Liebling der Nation: Timmy vor Anholt (nicht mehr ganz taufrisch) Foto: Jonas Walzberg/dpa

dpa/taz | Bei dem toten Wal vor der dänischen Insel Anholt handelt es sich nach Angaben der Behörden um den als „Timmy“ bekannten und zuvor in der Ostsee vor der Küste von Mecklenburg-Vorpommern gestrandeten Buckelwal. An dem Tier wurde ein zuvor angebrachter Tracker gefunden, teilten das Umweltministerium in Mecklenburg-Vorpommern und die dänische Umweltbehörde am Samstag mit.

Zuvor hatten sich Taucher der dänischen Naturschutzbehörde und eine deutsche Tierärztin am Samstag – nach ersten Begutachtungen am Freitag – ein Bild von dem Kadaver gemacht, wie auf Livestream-Bildern des Wals zu erkennen war.

Die eigentlich auf Pferde spezialisierte Tierärztin Anne Herrschaft gehört zu der umstrittenen privaten Initiative, die den vor der Insel Poel gestrandeten Wal per Lastkahn Richtung Nordsee transportiert und dann Anfang Mai „freigesetzt“ hatte – eine Aktion, von der viele Experten zuvor abgeraten hatten. Auch weil es hieß, dass „Timmy“ für die komplette Aktion viel zu geschwächt sei und unter Umständen unmittelbar nach der „Freisetzung“ absaufen könnte.

Der Walforscher Peter Teglberg Madsen von der Universität Aarhus sprach nun auch erneut von Tierquälerei. „Der wurde ja in die Nordsee geschubst, krank und geschwächt, und dann ist er vermutlich nach Anholt getrieben“, sagte Teglberg Madsen im dänischen Fernsehen.
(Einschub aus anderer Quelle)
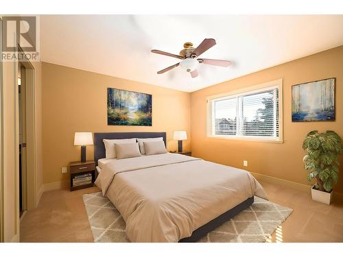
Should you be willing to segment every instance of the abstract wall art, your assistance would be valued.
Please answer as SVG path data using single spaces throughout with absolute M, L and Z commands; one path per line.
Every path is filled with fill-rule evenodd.
M 151 126 L 152 99 L 148 94 L 107 88 L 107 124 Z
M 335 121 L 335 78 L 292 87 L 292 121 Z

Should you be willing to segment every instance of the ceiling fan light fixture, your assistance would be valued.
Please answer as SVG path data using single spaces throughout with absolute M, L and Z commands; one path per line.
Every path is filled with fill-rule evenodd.
M 196 59 L 192 59 L 190 58 L 187 58 L 184 59 L 180 62 L 180 65 L 184 69 L 185 69 L 188 72 L 191 72 L 194 71 L 199 64 L 199 62 Z

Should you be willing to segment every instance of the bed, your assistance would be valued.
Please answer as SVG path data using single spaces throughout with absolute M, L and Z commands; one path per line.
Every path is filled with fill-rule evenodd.
M 121 214 L 131 242 L 196 242 L 248 208 L 254 195 L 266 199 L 250 173 L 194 157 L 102 160 L 103 139 L 154 137 L 166 144 L 165 132 L 94 134 L 95 184 Z

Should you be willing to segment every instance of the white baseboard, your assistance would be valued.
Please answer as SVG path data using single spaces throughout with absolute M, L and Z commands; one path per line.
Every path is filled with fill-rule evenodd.
M 268 176 L 267 175 L 255 173 L 255 172 L 250 172 L 250 173 L 259 181 L 265 181 L 267 182 L 273 183 L 278 185 L 286 186 L 291 187 L 292 188 L 300 190 L 303 192 L 311 193 L 311 186 L 305 185 L 304 184 L 294 182 L 292 181 L 289 181 L 286 180 L 283 180 L 282 178 Z M 337 193 L 333 191 L 333 197 L 334 199 L 343 199 L 343 194 L 341 193 Z
M 37 192 L 37 195 L 36 197 L 36 207 L 37 207 L 39 204 L 39 201 L 40 201 L 40 197 L 44 192 L 44 184 L 40 186 L 38 191 Z
M 43 185 L 44 192 L 58 189 L 67 189 L 69 186 L 69 183 L 70 182 L 69 180 L 62 180 L 45 184 Z

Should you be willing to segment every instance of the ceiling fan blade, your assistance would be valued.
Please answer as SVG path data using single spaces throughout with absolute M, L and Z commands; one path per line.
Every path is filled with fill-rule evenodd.
M 175 67 L 177 67 L 179 65 L 180 65 L 180 62 L 177 63 L 176 64 L 169 66 L 169 67 L 163 69 L 163 70 L 161 70 L 160 71 L 157 71 L 157 74 L 164 73 L 165 72 L 170 71 L 172 69 L 174 69 Z
M 196 69 L 194 71 L 191 71 L 191 76 L 192 76 L 193 78 L 197 77 L 198 75 L 199 75 L 199 73 L 198 73 L 198 71 L 196 70 Z
M 215 45 L 215 40 L 213 38 L 205 38 L 193 51 L 192 54 L 195 53 L 197 56 L 204 51 L 209 50 L 211 47 Z
M 171 57 L 174 57 L 175 58 L 181 59 L 181 60 L 184 59 L 183 56 L 178 56 L 176 54 L 173 54 L 173 53 L 169 53 L 164 52 L 164 51 L 160 51 L 160 50 L 154 50 L 154 50 L 152 50 L 151 51 L 152 53 L 158 53 L 158 54 L 161 54 L 163 56 L 171 56 Z
M 221 66 L 222 67 L 227 67 L 231 64 L 231 62 L 224 60 L 214 60 L 214 59 L 198 59 L 199 62 L 204 63 L 205 64 Z

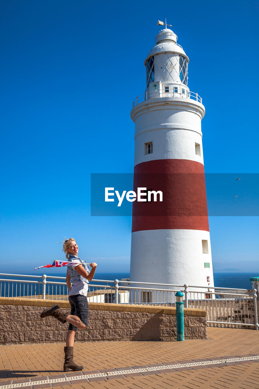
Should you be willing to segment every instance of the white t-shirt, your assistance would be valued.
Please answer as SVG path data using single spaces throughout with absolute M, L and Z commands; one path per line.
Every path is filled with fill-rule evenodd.
M 68 261 L 71 262 L 80 262 L 88 273 L 89 272 L 88 266 L 85 265 L 84 261 L 80 259 L 79 257 L 76 257 L 75 255 L 71 255 Z M 75 294 L 82 294 L 83 296 L 87 295 L 89 281 L 79 274 L 75 268 L 79 265 L 80 264 L 76 263 L 74 265 L 69 265 L 67 267 L 68 274 L 72 283 L 71 287 L 68 292 L 69 296 L 74 296 Z

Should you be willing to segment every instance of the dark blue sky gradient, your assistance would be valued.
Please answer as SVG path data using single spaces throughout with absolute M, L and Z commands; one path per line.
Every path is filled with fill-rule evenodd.
M 158 19 L 173 25 L 190 59 L 190 90 L 203 98 L 205 172 L 258 172 L 258 1 L 0 7 L 1 251 L 12 272 L 63 259 L 56 243 L 65 236 L 100 272 L 129 269 L 131 218 L 90 216 L 90 173 L 133 171 L 130 112 L 144 92 Z M 218 190 L 221 199 L 226 188 Z M 209 222 L 215 268 L 259 270 L 258 217 Z

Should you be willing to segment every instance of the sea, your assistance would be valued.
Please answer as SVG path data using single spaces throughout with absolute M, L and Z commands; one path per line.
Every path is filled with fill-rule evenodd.
M 7 271 L 7 270 L 9 270 L 9 271 Z M 18 270 L 18 269 L 15 269 L 16 271 L 15 272 L 14 271 L 14 268 L 10 269 L 9 268 L 2 268 L 0 270 L 0 272 L 1 273 L 9 273 L 9 274 L 26 274 L 27 276 L 30 276 L 31 275 L 38 275 L 39 276 L 38 278 L 36 279 L 37 280 L 39 281 L 39 283 L 37 284 L 37 286 L 35 284 L 33 285 L 33 290 L 32 290 L 32 293 L 30 293 L 29 291 L 28 291 L 28 294 L 29 295 L 33 295 L 34 294 L 35 291 L 35 289 L 37 291 L 37 293 L 42 293 L 42 284 L 41 283 L 41 281 L 42 280 L 42 276 L 43 274 L 46 274 L 47 276 L 47 281 L 51 282 L 51 281 L 59 282 L 65 282 L 65 280 L 63 279 L 55 279 L 52 278 L 54 277 L 65 277 L 66 273 L 66 271 L 65 270 L 63 270 L 63 268 L 59 268 L 54 269 L 53 268 L 50 269 L 41 269 L 40 270 L 37 270 L 34 271 L 33 270 L 32 271 L 31 268 L 23 268 L 23 271 L 21 272 L 20 269 L 19 269 L 19 272 L 17 271 Z M 5 271 L 3 271 L 3 270 L 5 270 Z M 12 271 L 11 271 L 12 270 Z M 259 273 L 259 272 L 258 272 Z M 220 272 L 214 272 L 214 286 L 216 287 L 226 287 L 226 288 L 234 288 L 236 289 L 252 289 L 252 282 L 250 280 L 250 278 L 251 277 L 258 277 L 259 275 L 258 273 L 256 273 L 254 272 L 226 272 L 226 271 Z M 117 279 L 119 280 L 121 280 L 122 279 L 128 279 L 130 278 L 130 272 L 117 272 L 116 270 L 113 272 L 110 272 L 107 273 L 99 273 L 96 272 L 96 276 L 94 279 L 94 280 L 92 281 L 90 284 L 94 284 L 94 280 L 105 280 L 105 281 L 102 282 L 98 282 L 96 283 L 98 285 L 107 285 L 110 284 L 110 285 L 114 285 L 113 281 L 115 279 Z M 25 288 L 25 291 L 27 292 L 27 284 L 24 284 L 21 281 L 23 279 L 25 279 L 27 280 L 35 280 L 35 278 L 31 277 L 27 277 L 25 278 L 23 278 L 22 277 L 12 277 L 10 276 L 7 275 L 4 276 L 0 275 L 0 279 L 9 279 L 11 280 L 19 280 L 21 282 L 19 283 L 17 283 L 17 291 L 18 294 L 17 296 L 18 295 L 22 295 L 21 294 L 20 294 L 21 290 L 21 293 L 22 293 L 22 291 L 24 288 Z M 108 282 L 107 281 L 110 281 L 110 282 Z M 152 280 L 150 280 L 150 282 L 152 282 Z M 10 288 L 12 287 L 12 285 L 13 283 L 10 282 L 9 283 L 9 291 L 7 291 L 7 285 L 8 283 L 5 282 L 4 283 L 3 281 L 0 281 L 1 286 L 0 286 L 0 295 L 3 296 L 10 296 L 12 295 L 10 291 Z M 5 284 L 5 289 L 4 290 L 4 284 Z M 14 283 L 13 284 L 14 285 Z M 50 287 L 50 285 L 48 287 Z M 30 288 L 31 287 L 30 287 Z M 62 288 L 63 287 L 62 286 Z M 63 289 L 63 292 L 65 293 L 66 293 L 66 287 L 65 286 L 64 287 L 64 289 Z M 96 289 L 95 288 L 94 289 Z M 19 292 L 19 290 L 20 292 Z M 49 289 L 49 294 L 52 294 L 52 293 L 54 294 L 54 287 L 53 287 L 53 289 L 52 288 L 51 289 Z M 13 294 L 12 295 L 15 296 L 15 294 Z

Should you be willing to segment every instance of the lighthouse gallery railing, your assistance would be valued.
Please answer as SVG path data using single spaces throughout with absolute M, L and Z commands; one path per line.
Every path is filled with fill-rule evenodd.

Man hätte den Wal in Frieden lassen sollen, „statt ihn zwei Tage lang bis zur Nordsee zu schleppen“, wo er vermutlich ertrunken sei.
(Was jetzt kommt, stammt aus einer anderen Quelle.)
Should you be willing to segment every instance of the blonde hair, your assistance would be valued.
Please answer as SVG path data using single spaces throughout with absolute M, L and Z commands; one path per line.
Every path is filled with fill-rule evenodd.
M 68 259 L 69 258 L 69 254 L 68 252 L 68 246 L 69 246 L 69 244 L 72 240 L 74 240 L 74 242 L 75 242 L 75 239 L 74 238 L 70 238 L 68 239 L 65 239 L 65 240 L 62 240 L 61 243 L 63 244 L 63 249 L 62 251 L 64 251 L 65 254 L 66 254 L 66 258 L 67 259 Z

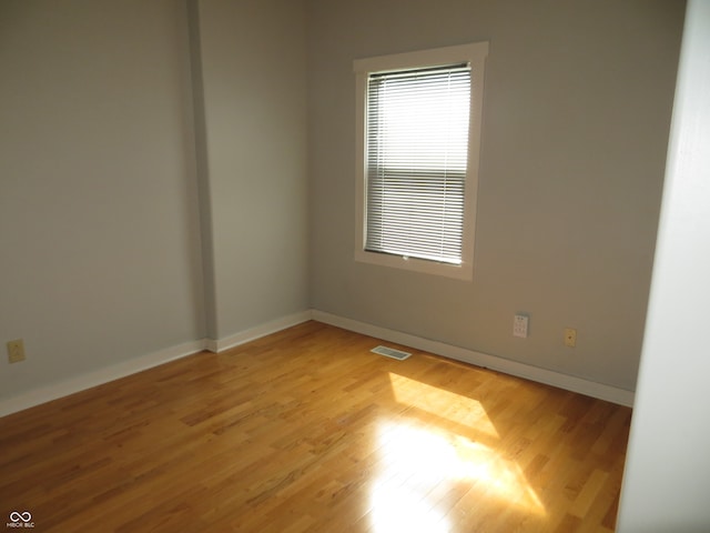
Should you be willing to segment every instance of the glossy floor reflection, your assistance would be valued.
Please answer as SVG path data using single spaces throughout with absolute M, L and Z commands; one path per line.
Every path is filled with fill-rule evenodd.
M 498 434 L 473 399 L 390 373 L 393 393 L 412 409 L 433 411 L 468 434 L 495 442 Z M 520 466 L 495 446 L 436 425 L 383 421 L 377 449 L 383 467 L 371 489 L 373 532 L 449 533 L 450 493 L 479 490 L 540 517 L 546 511 Z M 450 424 L 448 424 L 450 425 Z M 402 530 L 400 530 L 402 529 Z

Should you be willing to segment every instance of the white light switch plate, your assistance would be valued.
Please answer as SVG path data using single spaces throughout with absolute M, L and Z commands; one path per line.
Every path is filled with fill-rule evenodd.
M 527 339 L 528 336 L 528 316 L 525 314 L 516 314 L 513 319 L 513 336 Z

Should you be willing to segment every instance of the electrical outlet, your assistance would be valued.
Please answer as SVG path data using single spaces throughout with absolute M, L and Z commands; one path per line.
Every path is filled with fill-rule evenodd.
M 577 330 L 574 328 L 565 328 L 565 345 L 569 348 L 577 345 Z
M 527 339 L 528 336 L 528 320 L 526 314 L 516 314 L 513 318 L 513 336 L 519 336 L 520 339 Z
M 24 361 L 24 342 L 22 342 L 22 339 L 8 342 L 8 361 L 10 363 Z

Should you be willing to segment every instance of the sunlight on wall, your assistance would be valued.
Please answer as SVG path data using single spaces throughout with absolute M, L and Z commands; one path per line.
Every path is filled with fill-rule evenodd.
M 497 439 L 479 402 L 400 375 L 390 378 L 398 401 L 438 418 L 455 412 L 457 424 L 475 421 L 473 429 Z M 455 409 L 447 411 L 447 402 Z M 382 469 L 369 493 L 373 532 L 448 533 L 450 497 L 460 499 L 468 491 L 475 491 L 477 497 L 495 497 L 526 512 L 546 514 L 515 461 L 501 457 L 495 445 L 475 442 L 446 424 L 383 421 L 377 444 Z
Möwen picken am Kadaver herum

Nach dänischen Schätzungen ist der vor Dänemark aufgetauchte Wal bereits seit einiger Zeit tot. Laut der dänischen Umweltbehörde Miljøstyrelsen sollen die Gewebeproben in Dänemark analysiert werden. Ob ein Gewebestück des Wals auch nach Deutschland geschickt wird – wo das Stranden von „Timmy“ wochenlang für derart viel Aufregung sorgte, dass böse Zungen schon von einer nationalen Psychose sprachen –, ist bislang offen.
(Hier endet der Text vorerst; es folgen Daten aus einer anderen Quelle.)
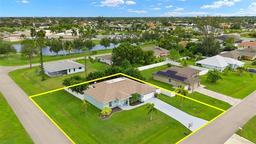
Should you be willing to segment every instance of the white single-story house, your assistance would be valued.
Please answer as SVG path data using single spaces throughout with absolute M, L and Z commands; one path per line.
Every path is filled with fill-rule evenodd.
M 201 79 L 195 77 L 199 76 L 200 70 L 188 67 L 182 68 L 173 67 L 152 72 L 152 78 L 174 86 L 184 84 L 190 90 L 193 86 L 200 86 Z
M 210 69 L 216 69 L 220 71 L 222 71 L 229 66 L 231 67 L 232 69 L 236 69 L 238 67 L 244 66 L 245 64 L 239 60 L 218 55 L 196 62 L 195 63 L 196 65 L 200 65 Z
M 84 65 L 72 61 L 66 60 L 44 65 L 44 73 L 51 77 L 84 71 Z
M 110 65 L 112 65 L 112 62 L 111 61 L 112 57 L 112 55 L 107 55 L 102 56 L 100 57 L 100 62 L 108 64 Z
M 92 84 L 83 91 L 84 100 L 100 110 L 129 105 L 131 94 L 140 95 L 138 100 L 143 102 L 154 97 L 157 88 L 124 77 L 118 78 Z

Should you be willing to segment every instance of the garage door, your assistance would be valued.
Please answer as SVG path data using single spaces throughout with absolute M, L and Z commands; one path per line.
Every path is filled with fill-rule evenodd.
M 143 100 L 153 98 L 154 96 L 154 92 L 150 92 L 143 96 Z

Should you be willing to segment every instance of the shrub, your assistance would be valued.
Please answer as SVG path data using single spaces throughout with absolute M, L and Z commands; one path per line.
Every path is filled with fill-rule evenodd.
M 100 113 L 102 116 L 108 116 L 110 114 L 111 112 L 112 112 L 112 109 L 109 107 L 105 107 L 103 109 L 102 111 L 100 112 Z

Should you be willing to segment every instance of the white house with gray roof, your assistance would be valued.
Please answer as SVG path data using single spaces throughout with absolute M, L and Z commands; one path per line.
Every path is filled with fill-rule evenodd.
M 226 68 L 230 66 L 236 69 L 239 66 L 244 66 L 244 62 L 220 55 L 216 55 L 195 62 L 196 65 L 200 65 L 204 67 L 210 69 L 216 69 L 222 71 Z
M 84 71 L 84 65 L 72 60 L 53 62 L 44 68 L 45 74 L 51 77 Z
M 83 91 L 84 100 L 100 110 L 129 106 L 131 94 L 140 95 L 141 102 L 154 97 L 157 88 L 129 78 L 121 77 L 92 84 Z

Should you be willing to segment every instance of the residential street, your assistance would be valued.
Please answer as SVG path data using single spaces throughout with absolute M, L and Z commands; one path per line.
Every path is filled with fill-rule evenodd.
M 100 55 L 106 54 L 110 54 Z M 81 58 L 84 58 L 76 59 Z M 0 66 L 0 91 L 35 143 L 72 143 L 8 75 L 10 72 L 29 66 L 28 65 L 16 67 Z M 243 125 L 255 114 L 256 90 L 228 110 L 225 114 L 180 143 L 224 144 L 239 126 Z

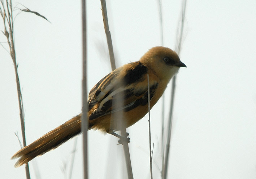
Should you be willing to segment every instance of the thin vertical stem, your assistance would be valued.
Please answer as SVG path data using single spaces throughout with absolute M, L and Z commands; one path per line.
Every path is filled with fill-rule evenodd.
M 102 10 L 102 16 L 103 19 L 103 23 L 104 23 L 104 28 L 105 33 L 107 37 L 107 42 L 108 43 L 108 52 L 109 54 L 109 58 L 110 59 L 110 63 L 111 66 L 112 70 L 116 69 L 116 63 L 115 62 L 115 58 L 114 55 L 114 51 L 113 50 L 113 46 L 112 43 L 112 40 L 111 39 L 111 35 L 109 31 L 109 28 L 108 25 L 108 14 L 107 10 L 107 5 L 106 5 L 106 1 L 105 0 L 101 0 L 101 8 Z M 121 103 L 121 102 L 117 102 Z M 121 121 L 122 123 L 122 121 Z M 119 124 L 120 125 L 122 129 L 121 131 L 121 135 L 122 137 L 127 137 L 127 133 L 126 129 L 124 127 L 123 124 Z M 126 169 L 127 170 L 127 174 L 128 178 L 129 179 L 133 179 L 133 170 L 131 167 L 131 157 L 130 155 L 130 151 L 128 143 L 126 141 L 123 142 L 123 148 L 125 158 L 125 161 L 126 165 Z
M 83 178 L 88 178 L 87 136 L 88 121 L 87 116 L 87 85 L 86 82 L 86 3 L 85 0 L 82 0 L 82 33 L 83 43 L 83 81 L 82 84 L 82 96 L 83 108 L 82 112 L 81 131 L 83 133 Z
M 179 55 L 180 53 L 181 47 L 182 45 L 182 39 L 183 35 L 183 29 L 184 28 L 184 20 L 185 19 L 185 13 L 186 12 L 186 5 L 187 4 L 186 0 L 183 0 L 182 4 L 182 19 L 181 24 L 181 26 L 178 26 L 178 30 L 179 33 L 177 35 L 178 37 L 177 38 L 178 41 L 177 43 L 178 45 L 176 46 L 175 50 L 178 55 Z M 168 170 L 168 164 L 169 160 L 169 155 L 170 153 L 170 147 L 171 140 L 171 135 L 172 134 L 172 126 L 173 122 L 173 107 L 174 103 L 174 98 L 176 88 L 176 76 L 175 76 L 173 79 L 172 92 L 171 96 L 171 105 L 170 109 L 170 113 L 169 114 L 169 121 L 168 124 L 168 135 L 167 137 L 167 141 L 166 144 L 166 149 L 165 150 L 165 164 L 163 178 L 166 179 L 167 178 L 167 171 Z
M 109 59 L 110 64 L 111 66 L 111 69 L 113 71 L 116 68 L 115 58 L 114 55 L 114 50 L 113 50 L 113 45 L 112 43 L 111 34 L 109 31 L 109 27 L 108 26 L 108 14 L 107 12 L 107 5 L 105 0 L 100 0 L 101 3 L 101 10 L 102 10 L 102 16 L 103 18 L 103 23 L 104 24 L 104 28 L 105 29 L 106 36 L 107 37 L 107 41 L 108 43 L 108 53 L 109 54 Z
M 17 87 L 17 93 L 18 94 L 19 108 L 19 118 L 21 127 L 21 133 L 22 136 L 23 147 L 25 147 L 26 146 L 26 135 L 25 134 L 25 120 L 24 119 L 24 108 L 23 107 L 23 100 L 22 100 L 22 95 L 21 90 L 19 79 L 18 73 L 18 65 L 16 60 L 16 53 L 14 44 L 12 4 L 11 0 L 9 2 L 8 2 L 8 0 L 6 0 L 5 3 L 6 5 L 6 7 L 5 7 L 3 1 L 1 0 L 1 2 L 3 6 L 3 9 L 0 8 L 0 10 L 1 10 L 1 16 L 3 18 L 4 25 L 4 34 L 7 39 L 7 41 L 10 48 L 10 54 L 12 59 L 13 60 L 14 66 L 14 71 L 15 72 L 16 84 Z M 7 22 L 8 23 L 8 26 L 9 27 L 9 30 L 7 30 L 7 27 L 6 24 L 6 22 Z M 27 179 L 30 179 L 30 175 L 29 172 L 29 164 L 27 163 L 26 164 L 25 170 L 26 171 Z
M 163 30 L 163 15 L 162 6 L 162 0 L 158 1 L 159 9 L 159 20 L 160 21 L 160 39 L 161 45 L 164 46 L 164 31 Z M 164 92 L 162 97 L 162 133 L 161 134 L 161 156 L 162 157 L 162 178 L 163 176 L 162 171 L 164 168 L 164 113 L 165 92 Z
M 149 79 L 148 73 L 148 131 L 149 136 L 149 163 L 150 164 L 150 176 L 153 179 L 153 171 L 152 170 L 152 150 L 151 149 L 151 135 L 150 126 L 150 99 L 149 91 Z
Es gebe momentan auch gar keine Pläne, den Wal-Kadaver zu entfernen, hieß es zusätzlich von den dänischen Behörden. Da er weit vom Strand entfernt liege, störe er niemanden. Zahlreiche Möwen tummelten sich seit der Strandung am Donnerstag um das Tier und pickten an dem Kadaver herum.

Die Umweltbehörde forderte die Menschen auf der Insel dazu auf, sich von dem Wal-Kadaver fernzuhalten, schrieb die Zeitung Ekstra Bladet. Eventuelle Krankheitserreger könnten demnach von dem toten Tier auf Menschen übertragen werden. Außerdem bestehe die Gefahr, dass der Wal aufgrund von Fäulnisgasen explodiere. Das wäre dann wenigstens ein Abgang mit Wumms.